Enfin, après ce succès, que restera-t-il de la journée du 12 août? Les lecteurs prendront-ils l’habitude d’acheter des livres québécois? Un sondage maison, «sans prétention» (auquel il est toujours possible de participer), proposé par Mme Mireille Duval, résidente de Québec, sur la page officielle de l’événement Facebook suggère que les lecteurs ne se sont pas contentés que d’un seul livre québécois et ont plutôt assouvi une soif de lecture locale qui ne demandait qu’un petit coup de pied au derrière!

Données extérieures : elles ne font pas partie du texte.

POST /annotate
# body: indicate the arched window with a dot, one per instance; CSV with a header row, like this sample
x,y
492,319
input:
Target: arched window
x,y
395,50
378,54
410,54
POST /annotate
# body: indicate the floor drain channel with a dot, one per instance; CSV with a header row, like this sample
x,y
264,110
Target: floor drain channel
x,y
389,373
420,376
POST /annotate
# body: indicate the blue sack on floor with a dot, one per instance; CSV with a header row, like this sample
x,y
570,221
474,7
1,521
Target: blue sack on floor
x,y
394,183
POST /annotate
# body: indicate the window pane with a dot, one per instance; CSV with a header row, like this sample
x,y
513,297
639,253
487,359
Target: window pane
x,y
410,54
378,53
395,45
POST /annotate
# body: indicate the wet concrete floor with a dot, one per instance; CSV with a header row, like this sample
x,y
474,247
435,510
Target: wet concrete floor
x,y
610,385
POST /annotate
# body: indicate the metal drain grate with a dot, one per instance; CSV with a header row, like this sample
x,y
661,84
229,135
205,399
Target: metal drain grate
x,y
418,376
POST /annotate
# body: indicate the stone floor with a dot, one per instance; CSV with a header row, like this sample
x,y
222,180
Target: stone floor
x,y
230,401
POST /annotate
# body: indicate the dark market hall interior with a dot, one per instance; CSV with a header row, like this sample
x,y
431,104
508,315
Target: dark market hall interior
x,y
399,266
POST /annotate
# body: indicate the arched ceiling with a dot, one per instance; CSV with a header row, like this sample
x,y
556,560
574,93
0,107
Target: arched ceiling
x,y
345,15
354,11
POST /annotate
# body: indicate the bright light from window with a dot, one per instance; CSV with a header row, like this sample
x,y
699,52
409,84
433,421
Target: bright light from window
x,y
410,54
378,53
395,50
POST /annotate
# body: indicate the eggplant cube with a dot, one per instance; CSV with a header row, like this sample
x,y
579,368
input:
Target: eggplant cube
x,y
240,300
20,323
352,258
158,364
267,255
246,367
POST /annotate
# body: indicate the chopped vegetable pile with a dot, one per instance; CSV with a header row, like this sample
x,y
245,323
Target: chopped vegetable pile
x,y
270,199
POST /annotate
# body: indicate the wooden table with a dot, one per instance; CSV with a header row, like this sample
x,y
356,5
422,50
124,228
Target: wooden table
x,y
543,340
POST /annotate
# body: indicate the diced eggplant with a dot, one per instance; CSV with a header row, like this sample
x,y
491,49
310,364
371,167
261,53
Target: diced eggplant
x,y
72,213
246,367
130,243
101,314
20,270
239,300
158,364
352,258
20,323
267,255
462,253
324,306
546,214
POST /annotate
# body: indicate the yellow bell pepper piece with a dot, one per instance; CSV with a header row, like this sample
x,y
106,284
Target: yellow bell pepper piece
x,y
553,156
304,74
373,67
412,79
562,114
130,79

Avec plus de 250 répondants, à l’heure actuelle, on note déjà que les achats en format imprimé dominent encore les achats en format numérique (on rappelle que c’est un sondage maison) et que les acheteurs allaient généralement jusqu’à acheter deux, trois livres ou plus, plutôt qu’un seul.

Du côté des choix des lecteurs, les titres de Samuel Archibald, Roxanne Bouchard, Stéphane Dompierre, Vickie Gendreau, Dany Laferrière, Marie-Renée Lavoie, Martin Michaud, Geneviève Pettersen, Nathalie Roy, Kim Thúy, Larry Tremblay, et Zviane sont parmi les plus populaires, tous titres confondus.

Enfin, l’idée de cette journée de valorisation des achats locaux n’est-elle pas dans l’air du temps, qu’il s’agisse de littérature, de bouffe ou de vêtements? Mettre en valeur la littérature québécoise et la consommation de celle-ci fut un geste noble de deux auteurs qui n’ont sans doute jamais pensé voir défiler une vague aussi forte de consommateurs de livres, en plein mois d’août, un mardi. Le plan était de recommencer l’an prochain en suggérant l’achat de deux livres québécois, plutôt qu’un, mais le travail de conscientisation ne devrait-il pas se faire au quotidien? Je pose la question car je me demande comment créer cette habitude. Si les lecteurs enthousiastes qui ont marché ou roulé jusque chez leur libraire étaient prêts à le faire un mardi 12 août, n’auraient-ils pas la capacité de le faire au moins une fois par mois?